I've never actually posted any pictures here on PT so I thought I'd show off one I was pretty proud of. Constructive criticism welcomed of course but be nice, I'm in the minor leagues don't forget. :jester:

This client opted to save some money by not replacing the ceiling so we floated the most offensive bumps and sprayed popcorn on it. Painting that popcorn black was a major PITA, every time I thought I had sprayed every angle another white speck would leap out at me. Also the crappy homemade MDF built in bookcase was painted instead of scrapped and replaced against my recommendations. At least they listened to me and installed the can lights before we did the ceiling.

Forgive me for being such a terrible cameraman most of the shots I took were worthless because of all the dust we kicked up, apparently flash and dust don't mix. I'm also a bit disappointed because I had some shots of the final product after HO put the room together on my iphone that I dropped in the toilet  I messaged him today and requested the pics again and will post them if he responds..... and he did so now all the pics are here!


----------



## RH (Sep 7, 2010)

Having trouble posting all the pics but here are some more, the big guy is my drywall sub and father.


----------



## RH (Sep 7, 2010)




----------



## ewingpainting.net (Jun 2, 2008)

Great job

...


----------



## RH (Sep 7, 2010)

ewingpainting.net said:


> Great job
> 
> ...



Really? Why thank you so very much! We touched up the crown mold butt end too btw, I was severely limited in what pics were useable. I really hope HO sends me those finished pictures the theater red and tricorn black look stellar together.


----------



## ewingpainting.net (Jun 2, 2008)

Is he going to invite you over for popcorn and a movie. I did a home theater project for a ho. He invited me for a Super Bowl party. I couldn't make it though. He had a 60" with stellar sound. (Successful electrician)

...


----------



## RH (Sep 7, 2010)

We finished this project the week of the super bowl this year and my wife and I attended his party, yes :thumbup: It was really great to hear all the feedback though I guess all his friends are broke cause they didn't ever call me to do theirs :jester:


----------



## Jmayspaint (Mar 26, 2013)

Yea, that's nice. Very dramatic change. I like to work with colors.

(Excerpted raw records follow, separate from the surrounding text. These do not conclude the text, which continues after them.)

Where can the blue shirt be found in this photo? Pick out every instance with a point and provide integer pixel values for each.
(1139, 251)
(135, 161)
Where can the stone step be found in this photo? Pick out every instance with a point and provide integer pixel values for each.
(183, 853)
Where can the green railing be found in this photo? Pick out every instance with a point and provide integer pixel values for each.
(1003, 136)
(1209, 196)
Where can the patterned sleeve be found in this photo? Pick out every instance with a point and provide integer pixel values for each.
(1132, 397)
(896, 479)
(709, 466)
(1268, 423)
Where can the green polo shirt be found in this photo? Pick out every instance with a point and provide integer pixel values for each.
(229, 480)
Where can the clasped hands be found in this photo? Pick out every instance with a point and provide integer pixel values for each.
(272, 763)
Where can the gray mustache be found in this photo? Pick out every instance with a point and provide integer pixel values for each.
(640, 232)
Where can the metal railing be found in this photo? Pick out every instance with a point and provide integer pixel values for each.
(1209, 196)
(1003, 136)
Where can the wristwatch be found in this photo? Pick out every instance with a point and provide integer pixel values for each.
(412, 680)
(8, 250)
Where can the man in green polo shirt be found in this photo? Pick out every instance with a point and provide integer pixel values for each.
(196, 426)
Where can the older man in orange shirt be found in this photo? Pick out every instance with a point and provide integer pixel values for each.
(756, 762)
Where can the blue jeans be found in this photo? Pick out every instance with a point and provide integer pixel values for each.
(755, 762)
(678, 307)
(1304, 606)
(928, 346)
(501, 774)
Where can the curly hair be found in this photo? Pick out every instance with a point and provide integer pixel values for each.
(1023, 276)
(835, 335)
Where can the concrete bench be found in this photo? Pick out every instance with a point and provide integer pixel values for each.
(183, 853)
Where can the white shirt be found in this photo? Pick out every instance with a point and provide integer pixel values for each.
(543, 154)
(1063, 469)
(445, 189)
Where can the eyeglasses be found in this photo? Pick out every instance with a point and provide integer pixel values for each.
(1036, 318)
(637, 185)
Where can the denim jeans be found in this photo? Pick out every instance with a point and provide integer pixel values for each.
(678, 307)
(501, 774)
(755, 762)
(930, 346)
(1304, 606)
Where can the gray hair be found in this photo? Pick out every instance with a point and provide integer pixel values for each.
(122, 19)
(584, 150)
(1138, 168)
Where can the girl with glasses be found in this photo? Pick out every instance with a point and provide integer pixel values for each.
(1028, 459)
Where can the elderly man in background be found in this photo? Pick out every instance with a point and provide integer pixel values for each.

I have done very few black doors. Did some matte black ones for a decorator. Cool to do, but black shows everything.


----------



## wje (Apr 11, 2009)

Minor Leagues? I dont think so buddy. That looks awesome. I would be proud of that project too. Keep postin pics!


----------



## RH (Sep 7, 2010)

Everyone posting in this thread gets a thank you!


----------



## Damon T (Nov 22, 2008)

Very dramatic looking! Nice work!

I like the during pictures, lets you appreciate all the work involved! Why did they choose popcorn for the ceiling? Was it an acoustical choice?


----------



## RH (Sep 7, 2010)

Originally the decision was to cut some of the cost of the renovation. The ceiling was full of poor patches and splotchy texture and floating the worst and spraying popcorn was much cheaper than replacing the whole ceiling. You can see 2 of the 5 fully adjustable, electronic leather recliners HO purchased before we even began work. He spent more on those 5 chairs than with me! During the project he was posting his progress on a home theater forum and was happy to discover the acoustic properties of popcorn texture make it a common choice anyway.

He also told me he has since replaced the receptacle and switch plates with black ones and that they look much nicer :thumbup:


----------